Normally these dipoles, which in turn have north and south magnetic poles, are distributed with some degree of disorder within the volume of the material. The disturbance occurs less in materials with strong magnetic properties, such as iron, and greater in others with less obvious magnetism.
However, by placing the material in the middle of an external magnetic field, such as that produced inside a solenoid, the dipoles are oriented according to the field and the material is able to behave like a magnet.
Let M be the magnetization vector, defined as:
However, the intensity of magnetization in the material, product of immersion in the external field H , is proportional to this, therefore:
M ∝ H
The proportionality constant depends on the material, it is called magnetic susceptibility and is denoted as χ:
M = χ . H
The units of M in the International System are amperes / meter, just like those of H , so χ is dimensionless.
Orbital and rotational magnetic moment
Magnetism arises from electrical charges in motion; therefore, to determine the magnetism of the atom, the motions of the charged particles that make it up must be taken into account.
Starting with the electron, which is considered to be orbiting the atomic nucleus, it’s like a little spiral (closed circuit or closed current circuit). This movement contributes to the magnetism of the atom, thanks to the orbital vector of the magnetic moment m, whose magnitude is:
m = AI
Where I is the current intensity and A is the area enclosed by the loop. Therefore, the units of m in the International System (SI) are amplifiers per square meter .
Magnetic Rotation Moment
Apart from the orbital magnetic moment, the electron behaves as if it were rotating on itself. It doesn’t quite happen that way, but the resulting effect is the same; therefore, it is another contribution that must be taken into account for the net magnetic moment of an atom.
In fact, the magnetic rotational moment is more intense than the orbital moment and is primarily responsible for the net magnetism of a substance.
Rotation moments are aligned in the presence of an external magnetic field and create a cascading effect, successively aligning with neighboring moments.
Not all materials exhibit magnetic properties. This is because electrons with opposite rotational pairs form and cancel their respective magnetic rotational moments.
Only if it is missing is there a contribution to the total magnetic moment. Therefore, only atoms with an odd number of electrons are likely to be magnetic.
Protons in the atomic nucleus also make a small contribution to the total magnetic moment of the atom, because they also have rotation and therefore an associated magnetic moment.
But it inversely depends on the mass, and that of the proton is much larger than that of the electron.
Inside a coil, through which an electrical current passes, a uniform magnetic field is created.
And, as described in Figure 2, when you put a material there, its magnetic moments align with the coil’s field. The net effect is to produce a stronger magnetic field.
Transformers, devices that raise or lower alternative voltages, are good examples. They consist of two coils, the primary and the secondary, wound around a soft iron core.
A variable current is passed through the primary coil which alternately modifies the magnetic field lines within the core, which in turn induces a current in the secondary coil.
The frequency of the oscillation is the same, but the magnitude is different.
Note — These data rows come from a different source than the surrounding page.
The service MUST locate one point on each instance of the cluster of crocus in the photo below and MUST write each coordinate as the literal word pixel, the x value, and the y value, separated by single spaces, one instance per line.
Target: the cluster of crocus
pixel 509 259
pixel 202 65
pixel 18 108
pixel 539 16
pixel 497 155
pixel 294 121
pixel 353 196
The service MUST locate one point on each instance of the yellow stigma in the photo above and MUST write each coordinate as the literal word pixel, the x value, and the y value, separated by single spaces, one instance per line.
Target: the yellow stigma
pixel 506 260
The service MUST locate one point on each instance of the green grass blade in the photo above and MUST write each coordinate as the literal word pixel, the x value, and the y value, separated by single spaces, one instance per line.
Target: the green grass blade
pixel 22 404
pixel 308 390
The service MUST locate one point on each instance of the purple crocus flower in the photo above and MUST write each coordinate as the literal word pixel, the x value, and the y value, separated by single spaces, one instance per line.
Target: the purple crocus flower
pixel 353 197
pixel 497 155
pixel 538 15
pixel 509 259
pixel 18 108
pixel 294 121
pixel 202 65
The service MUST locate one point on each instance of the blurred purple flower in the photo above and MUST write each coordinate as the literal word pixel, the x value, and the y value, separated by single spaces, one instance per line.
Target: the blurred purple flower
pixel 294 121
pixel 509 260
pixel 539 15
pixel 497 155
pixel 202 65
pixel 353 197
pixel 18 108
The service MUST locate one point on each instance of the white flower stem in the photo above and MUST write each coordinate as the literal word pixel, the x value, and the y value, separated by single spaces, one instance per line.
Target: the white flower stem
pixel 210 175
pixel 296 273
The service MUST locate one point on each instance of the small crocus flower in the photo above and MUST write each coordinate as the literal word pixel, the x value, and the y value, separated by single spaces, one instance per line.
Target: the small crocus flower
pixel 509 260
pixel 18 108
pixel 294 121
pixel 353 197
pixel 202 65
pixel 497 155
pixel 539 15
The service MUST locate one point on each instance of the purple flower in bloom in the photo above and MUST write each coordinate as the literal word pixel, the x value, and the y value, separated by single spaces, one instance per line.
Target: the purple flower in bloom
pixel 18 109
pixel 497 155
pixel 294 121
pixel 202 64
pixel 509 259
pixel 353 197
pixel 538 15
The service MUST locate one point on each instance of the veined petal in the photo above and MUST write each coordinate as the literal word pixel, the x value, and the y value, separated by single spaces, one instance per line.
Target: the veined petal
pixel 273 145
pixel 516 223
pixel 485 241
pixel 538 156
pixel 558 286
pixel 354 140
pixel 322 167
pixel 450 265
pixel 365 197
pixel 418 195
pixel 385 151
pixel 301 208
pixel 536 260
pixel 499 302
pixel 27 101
In this way, higher or lower voltages can be obtained.
Rather than winding the coils onto a solid iron core, it is preferable to place a load of varnish-coated metal sheets.
The reason is due to the presence of eddy currents inside the core, which have the effect of overheating it a lot, but the currents induced in the plates are smaller and therefore the heating of the device is minimized.
A cell phone or an electric toothbrush can be charged by magnetic induction, known as wireless charging or inductive charging.
It works like this: a base or charging station is available, which has a solenoid or main coil, through which a variable current is passed. On the brush handle, another (secondary) coil is placed.
The current in the primary coil, in turn, induces a current in the cable coil when the brush is placed in the charging station and is charged by charging the battery that is also in the cable.
The magnitude of the induced current is increased when a core of ferromagnetic material, which may be iron, is placed in the main coil.
In order for the primary coil to detect the proximity of the secondary coil, the system emits an intermittent signal. Once a response is received, the described mechanism is activated and current begins to be induced wirelessly.
Another interesting application of the magnetic properties of matter is ferrofluids. They consist of small magnetic particles of a ferrite compound, suspended in a liquid medium, which can be organic or even water.
The particles are coated with a substance that prevents their agglomeration and thus remain distributed in the liquid.
The idea is that the flowability of the liquid is combined with the magnetism of the ferrite particles, which by themselves are not strongly magnetic, but acquire a magnetization in the presence of an external field, as described above.
The acquired magnetization disappears once the external field is removed.
Ferrofluids were originally developed by NASA to mobilize fuel inside a weightless ship, giving impulse with the help of a magnetic field.
Currently, ferrofluids have many applications, some still in the experimental phase, such as:
– Reduce friction on the speaker pad and headphones (avoid reverberation).
– Allow separation of materials with different density.
– Act as seals on hard drive shafts and repel dirt.
– As a treatment against cancer (in the experimental phase). Ferrofluid is injected into cancer cells and a magnetic field is applied that produces small electrical currents. The heat generated by these attacks on malignant cells and destroys them.